I tend to put a lot of movies on different Watchlists, but I often don’t get to them until they are about to leave. Sometimes that means a lot of movies to cover in a month’s time. I think my HBO Max watchlist has a good nine or so movies leaving by the end of the month. Will I get to them all? Probably not, but I will try. But what to start with? Well, why not the Danny DeVito-directed Matilda? That came out when I was a little too old in my own estimation to see something like that, but DeVito is a fairly underrated actor and director in many ways, and former child star Mara Wilson seems to have found new life as a cool adult who can offer insight and humor on her own past.

Besides, it’s based on a Roald Dahl book, and that guy’s work always has the most interesting take on kid-friendly stories, to put it mildly.
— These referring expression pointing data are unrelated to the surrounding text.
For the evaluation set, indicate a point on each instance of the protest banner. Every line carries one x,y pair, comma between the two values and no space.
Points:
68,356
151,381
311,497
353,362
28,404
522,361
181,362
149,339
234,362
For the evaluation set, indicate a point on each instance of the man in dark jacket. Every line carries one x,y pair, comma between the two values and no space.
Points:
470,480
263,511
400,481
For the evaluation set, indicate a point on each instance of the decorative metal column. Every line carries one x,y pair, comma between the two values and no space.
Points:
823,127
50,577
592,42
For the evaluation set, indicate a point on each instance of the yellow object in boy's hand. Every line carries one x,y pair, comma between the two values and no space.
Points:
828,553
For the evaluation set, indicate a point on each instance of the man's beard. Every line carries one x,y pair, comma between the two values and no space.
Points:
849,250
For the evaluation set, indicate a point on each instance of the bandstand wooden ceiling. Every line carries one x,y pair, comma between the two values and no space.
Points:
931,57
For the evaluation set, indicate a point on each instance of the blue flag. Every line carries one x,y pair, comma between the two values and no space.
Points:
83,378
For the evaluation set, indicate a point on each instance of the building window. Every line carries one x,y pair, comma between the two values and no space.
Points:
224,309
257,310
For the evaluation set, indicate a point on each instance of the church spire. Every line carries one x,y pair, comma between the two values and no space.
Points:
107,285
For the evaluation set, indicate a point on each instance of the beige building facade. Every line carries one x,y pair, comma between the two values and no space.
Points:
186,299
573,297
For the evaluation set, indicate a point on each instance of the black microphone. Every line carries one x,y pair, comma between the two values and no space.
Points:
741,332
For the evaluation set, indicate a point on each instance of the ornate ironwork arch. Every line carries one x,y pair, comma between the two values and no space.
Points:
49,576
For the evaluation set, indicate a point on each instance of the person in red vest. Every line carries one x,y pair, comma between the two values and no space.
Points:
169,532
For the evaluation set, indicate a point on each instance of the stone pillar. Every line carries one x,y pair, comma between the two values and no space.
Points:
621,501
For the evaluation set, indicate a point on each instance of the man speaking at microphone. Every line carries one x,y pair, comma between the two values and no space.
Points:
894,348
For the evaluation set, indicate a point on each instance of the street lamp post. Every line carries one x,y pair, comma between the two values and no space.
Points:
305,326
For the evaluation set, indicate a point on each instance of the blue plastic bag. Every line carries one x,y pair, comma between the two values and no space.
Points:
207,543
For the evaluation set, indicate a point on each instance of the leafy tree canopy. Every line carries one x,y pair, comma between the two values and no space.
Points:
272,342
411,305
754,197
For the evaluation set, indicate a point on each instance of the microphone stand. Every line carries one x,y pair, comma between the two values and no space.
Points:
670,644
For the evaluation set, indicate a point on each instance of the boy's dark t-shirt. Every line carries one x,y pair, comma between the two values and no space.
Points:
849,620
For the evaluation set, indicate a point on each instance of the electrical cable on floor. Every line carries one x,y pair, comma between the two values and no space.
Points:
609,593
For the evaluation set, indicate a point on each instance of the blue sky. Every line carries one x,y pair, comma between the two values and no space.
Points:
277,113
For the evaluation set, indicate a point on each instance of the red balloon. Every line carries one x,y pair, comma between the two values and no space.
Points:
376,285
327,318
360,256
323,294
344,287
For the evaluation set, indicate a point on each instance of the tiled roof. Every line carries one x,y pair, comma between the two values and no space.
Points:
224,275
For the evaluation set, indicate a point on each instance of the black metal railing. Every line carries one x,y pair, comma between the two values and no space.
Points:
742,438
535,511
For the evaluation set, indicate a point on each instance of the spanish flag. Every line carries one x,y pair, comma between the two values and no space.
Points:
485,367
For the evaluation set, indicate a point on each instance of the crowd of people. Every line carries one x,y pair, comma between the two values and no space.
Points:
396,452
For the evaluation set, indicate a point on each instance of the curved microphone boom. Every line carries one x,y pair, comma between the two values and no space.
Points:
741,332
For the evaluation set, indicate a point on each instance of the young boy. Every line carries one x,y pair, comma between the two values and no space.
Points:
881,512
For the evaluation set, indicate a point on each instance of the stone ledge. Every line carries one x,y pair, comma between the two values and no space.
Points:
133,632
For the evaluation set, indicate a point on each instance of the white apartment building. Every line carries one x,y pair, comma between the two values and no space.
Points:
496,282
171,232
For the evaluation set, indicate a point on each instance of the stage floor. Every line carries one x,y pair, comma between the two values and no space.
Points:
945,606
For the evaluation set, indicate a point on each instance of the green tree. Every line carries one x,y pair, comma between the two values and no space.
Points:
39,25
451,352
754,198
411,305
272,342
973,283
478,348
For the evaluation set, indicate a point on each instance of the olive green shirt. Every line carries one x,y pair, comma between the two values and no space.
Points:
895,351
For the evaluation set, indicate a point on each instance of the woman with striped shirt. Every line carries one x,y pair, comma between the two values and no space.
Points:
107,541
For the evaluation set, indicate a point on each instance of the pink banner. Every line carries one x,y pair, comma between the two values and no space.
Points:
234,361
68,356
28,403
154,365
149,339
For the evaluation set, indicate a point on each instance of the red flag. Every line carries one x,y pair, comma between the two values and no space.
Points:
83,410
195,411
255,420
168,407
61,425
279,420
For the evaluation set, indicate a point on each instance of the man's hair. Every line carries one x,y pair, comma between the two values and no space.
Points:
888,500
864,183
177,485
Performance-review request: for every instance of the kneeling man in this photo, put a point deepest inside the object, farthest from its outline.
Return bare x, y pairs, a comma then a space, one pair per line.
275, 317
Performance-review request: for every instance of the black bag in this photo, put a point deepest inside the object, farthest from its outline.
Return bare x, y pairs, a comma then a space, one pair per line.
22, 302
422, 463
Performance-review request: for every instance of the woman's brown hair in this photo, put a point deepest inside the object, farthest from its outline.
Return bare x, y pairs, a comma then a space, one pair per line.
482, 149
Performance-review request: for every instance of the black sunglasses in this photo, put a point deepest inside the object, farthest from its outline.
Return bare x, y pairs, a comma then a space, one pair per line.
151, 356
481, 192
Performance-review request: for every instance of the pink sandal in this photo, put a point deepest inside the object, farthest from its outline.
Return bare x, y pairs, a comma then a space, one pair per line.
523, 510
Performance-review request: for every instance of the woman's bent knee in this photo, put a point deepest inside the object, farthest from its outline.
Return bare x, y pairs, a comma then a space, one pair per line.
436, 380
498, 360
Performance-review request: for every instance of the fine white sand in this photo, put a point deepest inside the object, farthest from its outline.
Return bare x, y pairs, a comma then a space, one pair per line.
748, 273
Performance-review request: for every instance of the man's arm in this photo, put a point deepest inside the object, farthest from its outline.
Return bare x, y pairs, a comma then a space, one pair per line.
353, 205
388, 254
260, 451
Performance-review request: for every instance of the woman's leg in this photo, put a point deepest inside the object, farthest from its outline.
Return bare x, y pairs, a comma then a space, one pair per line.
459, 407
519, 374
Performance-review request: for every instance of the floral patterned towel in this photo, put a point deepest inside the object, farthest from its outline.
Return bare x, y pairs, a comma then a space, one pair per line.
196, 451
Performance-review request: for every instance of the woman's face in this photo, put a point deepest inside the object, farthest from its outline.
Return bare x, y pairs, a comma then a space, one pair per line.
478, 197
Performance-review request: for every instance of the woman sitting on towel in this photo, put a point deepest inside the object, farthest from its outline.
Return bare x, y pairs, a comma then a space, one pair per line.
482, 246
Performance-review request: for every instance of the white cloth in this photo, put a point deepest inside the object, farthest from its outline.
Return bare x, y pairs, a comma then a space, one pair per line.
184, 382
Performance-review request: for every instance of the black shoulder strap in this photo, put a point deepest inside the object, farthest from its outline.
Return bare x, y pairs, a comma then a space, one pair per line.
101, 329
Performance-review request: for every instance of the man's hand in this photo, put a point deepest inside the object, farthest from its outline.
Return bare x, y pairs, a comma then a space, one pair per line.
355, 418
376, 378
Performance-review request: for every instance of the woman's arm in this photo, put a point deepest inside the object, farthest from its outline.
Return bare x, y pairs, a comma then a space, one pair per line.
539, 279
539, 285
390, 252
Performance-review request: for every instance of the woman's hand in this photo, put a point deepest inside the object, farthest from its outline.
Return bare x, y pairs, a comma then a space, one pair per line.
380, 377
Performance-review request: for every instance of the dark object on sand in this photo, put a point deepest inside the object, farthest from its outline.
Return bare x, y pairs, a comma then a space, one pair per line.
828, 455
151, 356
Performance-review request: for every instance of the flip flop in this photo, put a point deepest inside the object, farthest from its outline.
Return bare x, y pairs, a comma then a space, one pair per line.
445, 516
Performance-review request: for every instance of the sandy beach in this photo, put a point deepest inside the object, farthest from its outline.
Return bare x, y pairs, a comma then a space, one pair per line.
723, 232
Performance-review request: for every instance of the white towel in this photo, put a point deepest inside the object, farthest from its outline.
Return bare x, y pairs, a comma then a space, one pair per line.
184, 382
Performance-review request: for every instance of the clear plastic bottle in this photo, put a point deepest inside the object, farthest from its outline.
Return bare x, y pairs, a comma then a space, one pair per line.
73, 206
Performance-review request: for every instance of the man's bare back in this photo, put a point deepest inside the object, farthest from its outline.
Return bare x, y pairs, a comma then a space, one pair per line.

As explained by the narrator (DeVito), dishonest used car salesman Harry Wormwood (also DeVito) and his wife Zinnia (Rhea Perlman) find themselves with a baby girl, eventually named Matilda. While their son Michael (Brian Levinson) is very much the TV-watching idiot his parents are, young Matilda was taking care of herself since she was two years old and is absolutely brilliant, a girl who would rather read books than anything else and can do advanced multiplication in her head. She’d like to go to school, but her father needs her at home to sign for packages in part of his shifty used car business. Sure, Matilda is the only one who’s figured out the FBI is staked out across the street, but she may sadly be used to her family ignoring her. But a stray comment by her father about punishing people when they are bad gets to Matilda in interesting ways.

That will come in handy when Harry finally sends his daughter to school. Crunchem Hall Elementary School sounds like a dream come true until she gets there and meets the principal Miss Trunchbull (Pam Ferris), a child-hating woman who likes to literally throw children around as punishments. The only saving grace in Matilda’s life is her teacher Miss Honey (Embeth Davidtz), a woman who actually encourages Matilda and her other charges to learn more things even in the midst of the miserable place that is Crunchem Hall. Will Matilda find happiness?

Now, I liked this movie, but I gotta say, this is a very odd movie. Why is DeVito both the sweet narrator and the nasty Harry Wormwood? They aren’t the same person. Meanwhile, DeVito the director favors these weird close-ups and odd angles throughout the movie. Even as Matilda finds ways to teach the awful adults in her world some much-deserved lessons, this is a movie with a very unique POV. Maybe that’s a hallmark of DeVito’s directorial style since I can’t say I am all that familiar with his other work, but it sure gave the movie a very different look.

And oddly enough, maybe because I didn’t grow up with Matilda, there is a part of me that wonders if this works better as a movie for adults than it does as a movie for children. There’s nothing here that couldn’t work for kids, but at the same time, I think it will work better for older viewers. The odd angles and the like just struck me that way. This really is just a weird movie, but it’s a good kind of weird.